AI-driven coding assistants have amassed nearly $1bn of funding since the start of last year, a signal that software engineering is becoming the first “killer app” for generative artificial intelligence.
Companies such as Replit, Anysphere, Magic, Augment, Supermaven and Poolside AI raised $433mn so far this year alone, bringing the total since January 2023 to $906mn, according to Dealroom.
The rush to pour money into AI coding assistants is an indication that computer programming is the first job function to be transformed by the latest wave of AI technology.
“Today, software engineering and coding is the number-one area impacted by AI,” said Hadi Partovi, chief executive of education non-profit organisation Code.org and a long-time Silicon Valley investor and adviser to Airbnb, Uber, Dropbox and Facebook. “At this point, software engineering without AI is a little bit like writing without a word processor.”
Growing conviction in Silicon Valley of the benefits of AI coding stands in contrast to questions among some investors about the economic benefits of generative AI and likely returns on Big Tech’s projected trillion-dollar investment into computing infrastructure to support the technology over the coming years.
Hannah Seal, a partner at Index Ventures, which has invested in start-up Augment, alongside Eric Schmidt and others, said it was “much easier to monetise AI if you can embed your product into an existing workflow, and make the benefit instantly visible”.
For AI tools to make money, the questions for Seal are: “What is the time to value, and how meaningful is that value-add?”, while she added that “with coding co-pilots, the answer is very clear”.
AI enthusiasm has prompted start-ups and tech giants Microsoft, Amazon, Meta and Google to vie for dominance in a crowded sector, building AI assistants and agents that can write and edit computer code.
An executive on Code.org’s board, which includes David Treadwell, Amazon’s head of ecommerce, and Kevin Scott, Microsoft’s chief technology officer, recently told Partovi their company would stop hiring people who code without AI by the end of the year, he said.
“The easier [programming] becomes, the more demand goes up, because so much more technology can be built,” Partovi added.
Microsoft-owned GitHub, the world’s biggest software development platform, was one of the first to turn a large language model — software that underpins ChatGPT, which can generate text, images or code — into a coding assistant.
“When using GPT-3, OpenAI’s first major model, we figured out relatively quickly that it was so good at writing code that we could build a product around this,” said Thomas Dohmke, chief executive of GitHub, which was acquired for $7.5bn by Microsoft in 2018.
The prototype turned into GitHub Copilot, an AI coding assistant that was launched widely in 2022 and has nearly 2mn paying subscribers. “Now, the model writes better code than the average developer,” Dohmke said.
As of April, GitHub’s revenue was up 45 per cent year on year and, according to Microsoft chief executive Satya Nadella, its annual revenue run rate was $2bn at the start of this month.
“Copilot accounted for over 40 per cent of GitHub revenue growth this year and is already a larger business than all of GitHub was when we acquired it,” he said on a July 30 earnings call.
More than 77,000 organisations — from BBVA, FedEx and H&M to Infosys and Paytm — had adopted the two-year-old tool, Nadella said, a figure that showed a 180 per cent rise year on year.

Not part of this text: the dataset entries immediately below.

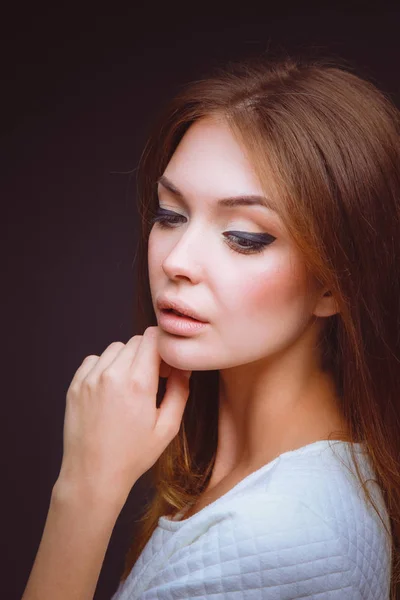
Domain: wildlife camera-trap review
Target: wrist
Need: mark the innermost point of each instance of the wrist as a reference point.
(87, 495)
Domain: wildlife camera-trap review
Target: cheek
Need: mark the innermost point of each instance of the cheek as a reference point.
(265, 311)
(279, 287)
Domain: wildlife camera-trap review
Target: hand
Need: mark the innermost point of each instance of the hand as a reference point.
(113, 432)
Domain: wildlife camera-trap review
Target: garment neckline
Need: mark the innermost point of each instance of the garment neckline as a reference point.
(173, 524)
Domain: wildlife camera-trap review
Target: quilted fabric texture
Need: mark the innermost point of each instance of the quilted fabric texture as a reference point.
(298, 527)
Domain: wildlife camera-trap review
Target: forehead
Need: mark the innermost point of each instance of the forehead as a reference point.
(211, 163)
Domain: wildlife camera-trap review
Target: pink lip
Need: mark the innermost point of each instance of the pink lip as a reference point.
(180, 307)
(179, 325)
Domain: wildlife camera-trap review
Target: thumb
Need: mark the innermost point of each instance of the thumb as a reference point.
(173, 403)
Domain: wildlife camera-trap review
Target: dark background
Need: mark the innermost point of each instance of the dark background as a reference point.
(80, 90)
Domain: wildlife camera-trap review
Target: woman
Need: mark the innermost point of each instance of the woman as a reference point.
(270, 205)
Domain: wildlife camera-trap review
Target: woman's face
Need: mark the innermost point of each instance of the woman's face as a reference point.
(256, 304)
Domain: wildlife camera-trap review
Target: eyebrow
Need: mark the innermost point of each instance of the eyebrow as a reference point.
(230, 202)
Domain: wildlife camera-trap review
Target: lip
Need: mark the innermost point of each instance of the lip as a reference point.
(181, 307)
(182, 326)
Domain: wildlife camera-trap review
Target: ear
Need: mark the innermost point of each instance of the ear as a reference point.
(326, 305)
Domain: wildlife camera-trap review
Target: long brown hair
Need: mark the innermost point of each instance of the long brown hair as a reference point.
(324, 143)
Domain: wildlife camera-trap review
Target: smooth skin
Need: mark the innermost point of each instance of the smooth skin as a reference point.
(113, 433)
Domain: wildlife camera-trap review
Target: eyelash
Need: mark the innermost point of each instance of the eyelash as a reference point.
(165, 222)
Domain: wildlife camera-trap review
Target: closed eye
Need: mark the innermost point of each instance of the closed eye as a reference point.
(253, 243)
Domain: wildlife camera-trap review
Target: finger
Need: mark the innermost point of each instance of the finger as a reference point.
(86, 366)
(145, 367)
(109, 355)
(173, 405)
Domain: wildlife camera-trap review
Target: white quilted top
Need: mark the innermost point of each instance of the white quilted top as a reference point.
(298, 527)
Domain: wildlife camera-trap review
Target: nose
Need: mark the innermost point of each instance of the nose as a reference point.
(187, 254)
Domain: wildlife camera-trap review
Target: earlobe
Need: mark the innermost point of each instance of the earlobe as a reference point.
(326, 306)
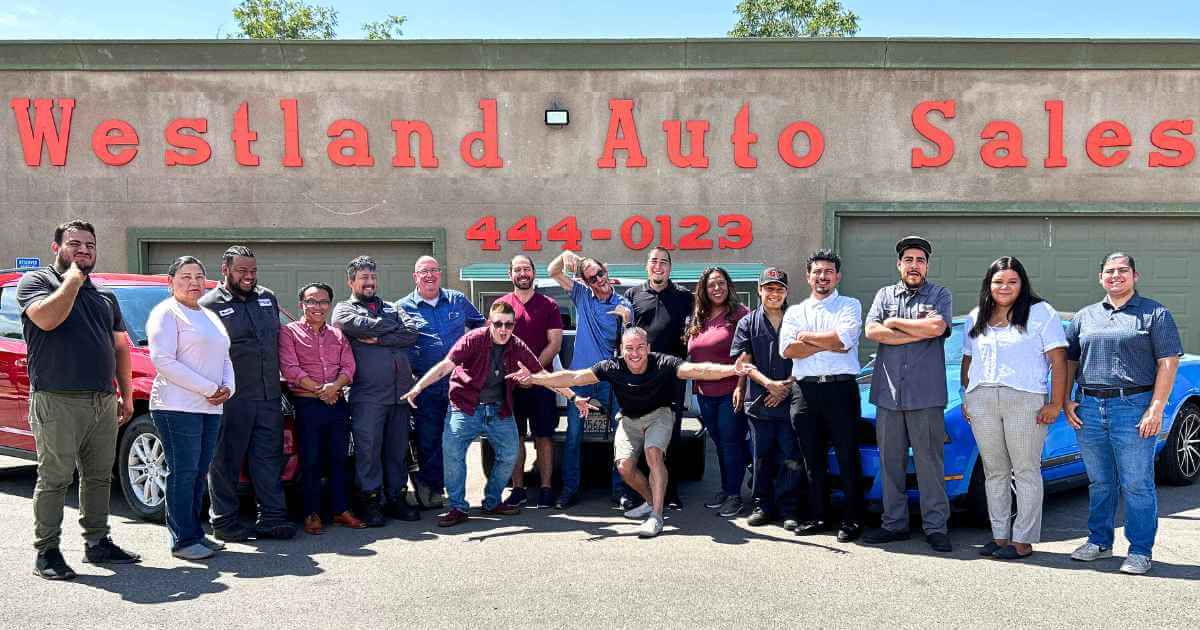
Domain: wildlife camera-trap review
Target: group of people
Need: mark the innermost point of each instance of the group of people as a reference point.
(431, 363)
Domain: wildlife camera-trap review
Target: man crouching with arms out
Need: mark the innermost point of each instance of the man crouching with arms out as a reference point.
(645, 384)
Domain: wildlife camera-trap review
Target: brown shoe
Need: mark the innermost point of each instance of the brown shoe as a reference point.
(453, 517)
(348, 520)
(502, 509)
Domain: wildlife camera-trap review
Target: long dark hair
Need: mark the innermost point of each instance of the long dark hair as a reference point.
(702, 306)
(1019, 315)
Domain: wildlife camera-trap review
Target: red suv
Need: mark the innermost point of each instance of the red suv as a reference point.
(139, 467)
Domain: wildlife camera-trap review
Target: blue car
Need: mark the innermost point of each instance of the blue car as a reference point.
(1062, 466)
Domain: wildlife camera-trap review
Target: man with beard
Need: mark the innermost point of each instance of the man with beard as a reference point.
(599, 317)
(252, 421)
(379, 337)
(911, 321)
(821, 336)
(661, 309)
(441, 317)
(540, 327)
(77, 347)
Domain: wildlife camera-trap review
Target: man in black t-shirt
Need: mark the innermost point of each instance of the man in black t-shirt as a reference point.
(645, 384)
(77, 347)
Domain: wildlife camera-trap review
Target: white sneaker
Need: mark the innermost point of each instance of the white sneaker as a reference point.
(652, 527)
(641, 511)
(193, 552)
(1135, 564)
(1090, 551)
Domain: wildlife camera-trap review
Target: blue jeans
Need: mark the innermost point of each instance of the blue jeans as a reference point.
(461, 431)
(189, 441)
(729, 432)
(603, 394)
(1120, 463)
(323, 436)
(429, 423)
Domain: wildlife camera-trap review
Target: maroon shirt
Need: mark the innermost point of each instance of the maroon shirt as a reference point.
(534, 318)
(472, 357)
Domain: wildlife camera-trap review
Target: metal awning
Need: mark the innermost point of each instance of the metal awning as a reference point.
(685, 273)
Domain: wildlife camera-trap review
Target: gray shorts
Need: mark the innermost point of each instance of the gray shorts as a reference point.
(635, 435)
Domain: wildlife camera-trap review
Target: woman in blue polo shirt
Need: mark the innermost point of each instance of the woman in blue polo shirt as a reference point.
(1127, 351)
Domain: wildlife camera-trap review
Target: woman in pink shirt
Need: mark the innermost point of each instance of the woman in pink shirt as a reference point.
(709, 335)
(317, 363)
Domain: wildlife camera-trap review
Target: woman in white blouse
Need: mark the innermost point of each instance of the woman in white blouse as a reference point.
(190, 351)
(1014, 340)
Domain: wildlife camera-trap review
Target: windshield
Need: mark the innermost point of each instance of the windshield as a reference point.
(136, 304)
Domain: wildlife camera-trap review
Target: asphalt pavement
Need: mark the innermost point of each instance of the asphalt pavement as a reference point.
(586, 568)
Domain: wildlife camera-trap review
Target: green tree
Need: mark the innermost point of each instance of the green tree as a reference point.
(285, 19)
(793, 18)
(384, 29)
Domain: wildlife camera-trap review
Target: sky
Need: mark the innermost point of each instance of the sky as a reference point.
(112, 19)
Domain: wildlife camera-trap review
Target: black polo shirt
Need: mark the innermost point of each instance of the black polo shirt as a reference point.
(663, 315)
(756, 337)
(78, 355)
(253, 328)
(641, 394)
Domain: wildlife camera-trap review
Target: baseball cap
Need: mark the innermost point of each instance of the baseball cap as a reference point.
(911, 241)
(773, 274)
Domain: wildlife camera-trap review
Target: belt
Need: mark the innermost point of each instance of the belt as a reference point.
(1115, 393)
(829, 378)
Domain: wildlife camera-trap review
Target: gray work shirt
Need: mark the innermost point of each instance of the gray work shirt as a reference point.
(1121, 347)
(253, 325)
(382, 372)
(78, 355)
(911, 376)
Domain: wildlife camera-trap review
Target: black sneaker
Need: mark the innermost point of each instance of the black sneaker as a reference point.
(545, 498)
(940, 541)
(51, 565)
(235, 533)
(759, 517)
(717, 501)
(276, 531)
(519, 497)
(107, 552)
(883, 535)
(849, 532)
(564, 501)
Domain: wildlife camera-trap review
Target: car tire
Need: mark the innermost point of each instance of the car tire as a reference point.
(1179, 463)
(142, 469)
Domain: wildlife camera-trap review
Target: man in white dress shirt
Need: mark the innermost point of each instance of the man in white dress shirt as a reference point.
(821, 337)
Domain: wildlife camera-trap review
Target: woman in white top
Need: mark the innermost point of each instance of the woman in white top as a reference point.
(190, 351)
(1014, 339)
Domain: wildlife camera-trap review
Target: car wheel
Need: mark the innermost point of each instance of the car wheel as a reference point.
(142, 469)
(1179, 465)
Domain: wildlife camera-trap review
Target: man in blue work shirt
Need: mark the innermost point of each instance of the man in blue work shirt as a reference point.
(441, 317)
(600, 315)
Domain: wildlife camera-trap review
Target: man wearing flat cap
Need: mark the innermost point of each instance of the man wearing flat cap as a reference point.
(911, 321)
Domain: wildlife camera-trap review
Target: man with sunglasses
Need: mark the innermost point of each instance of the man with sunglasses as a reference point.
(480, 403)
(441, 316)
(600, 315)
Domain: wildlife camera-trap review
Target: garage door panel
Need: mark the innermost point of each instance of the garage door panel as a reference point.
(1062, 256)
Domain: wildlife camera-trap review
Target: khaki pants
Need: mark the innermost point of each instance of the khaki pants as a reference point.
(72, 429)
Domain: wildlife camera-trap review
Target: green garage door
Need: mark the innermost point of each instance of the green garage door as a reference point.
(286, 267)
(1062, 256)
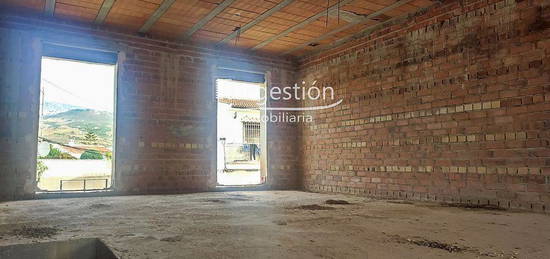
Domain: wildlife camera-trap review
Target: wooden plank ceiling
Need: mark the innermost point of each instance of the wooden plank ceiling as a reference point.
(293, 27)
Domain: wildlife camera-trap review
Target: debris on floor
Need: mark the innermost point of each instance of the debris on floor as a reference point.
(472, 206)
(337, 202)
(99, 206)
(35, 232)
(451, 248)
(313, 207)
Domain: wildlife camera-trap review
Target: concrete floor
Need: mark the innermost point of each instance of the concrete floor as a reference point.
(272, 224)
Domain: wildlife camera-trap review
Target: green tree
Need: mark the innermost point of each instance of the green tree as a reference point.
(90, 138)
(55, 153)
(40, 169)
(91, 154)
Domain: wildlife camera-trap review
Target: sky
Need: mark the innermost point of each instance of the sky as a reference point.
(87, 85)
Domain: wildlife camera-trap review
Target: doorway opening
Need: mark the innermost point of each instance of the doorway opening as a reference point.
(241, 132)
(76, 125)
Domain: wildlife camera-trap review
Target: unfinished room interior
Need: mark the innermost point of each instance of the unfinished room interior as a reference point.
(274, 129)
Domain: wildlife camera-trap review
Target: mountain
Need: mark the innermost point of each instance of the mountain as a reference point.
(53, 107)
(74, 124)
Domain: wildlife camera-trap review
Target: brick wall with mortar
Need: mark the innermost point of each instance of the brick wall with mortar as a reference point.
(165, 108)
(450, 104)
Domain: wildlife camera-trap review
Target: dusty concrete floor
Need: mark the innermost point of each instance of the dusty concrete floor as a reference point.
(272, 224)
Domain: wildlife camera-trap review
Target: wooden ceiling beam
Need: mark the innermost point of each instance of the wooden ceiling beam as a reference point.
(258, 19)
(303, 23)
(49, 7)
(166, 4)
(202, 22)
(350, 25)
(104, 11)
(367, 31)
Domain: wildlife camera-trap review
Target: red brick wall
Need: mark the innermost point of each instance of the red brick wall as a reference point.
(452, 104)
(165, 111)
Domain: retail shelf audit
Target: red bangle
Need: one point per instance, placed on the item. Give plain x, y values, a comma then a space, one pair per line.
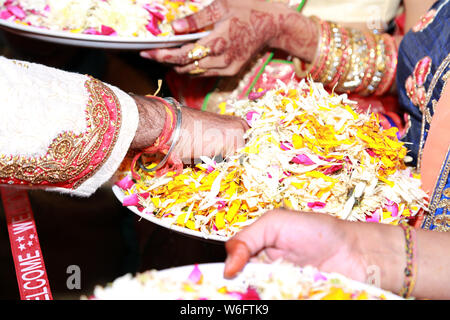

IT departments of large companies nonetheless retain some reservations around the security implications of using automated programming tools to produce production-grade code.
Dohmke said though that he would not expect AI-generated code to be deployed without manual checks and balances.
“In general, we see between 20-35 per cent productivity gains from enterprises that have reported internal statistics,” Dohmke said, referring to customers such as Latin American ecommerce giant Mercado Libre and professional services group Accenture.
A McKinsey analysis from last year found that the direct impact of AI on the productivity of software engineering could range from 20 to 45 per cent of current annual spending on the function, with benefits including generating initial code drafts, code correction and refactoring.
“By accelerating the coding process, generative AI could push the skill sets and capabilities needed in software engineering toward code and architecture design,” McKinsey said.
Software engineers say they have already integrated AI assistants into their daily workflow, and it helps not only to be quicker but also more creative.
“I personally code every day with GitHub Copilot, oftentimes alongside ChatGPT,” said Marc Tuscher, a deep learning scientist and chief technology officer of Sereact, a German robotics start-up.
GitHub’s tool is most useful for “repetitive tasks”, such as for user interfaces and the back end of products, he added, while he uses ChatGPT to help with more abstract problem solving.
“ChatGPT will come up with some classical ideas, some new papers and then you can ask, ‘how would this be done in Python?’ and it produces code,” Tuscher said. “Both tools are very, very cool.”
While all programmers he knows use these products, and “it changes fundamentally how we work”, Tuscher said the tools were no more than powerful helpers, rather than replacements, for coders.
“No GenAI knows about good software architecture, or how to put systems together,” he added. “That’s still the thing we have to think through ourselves.”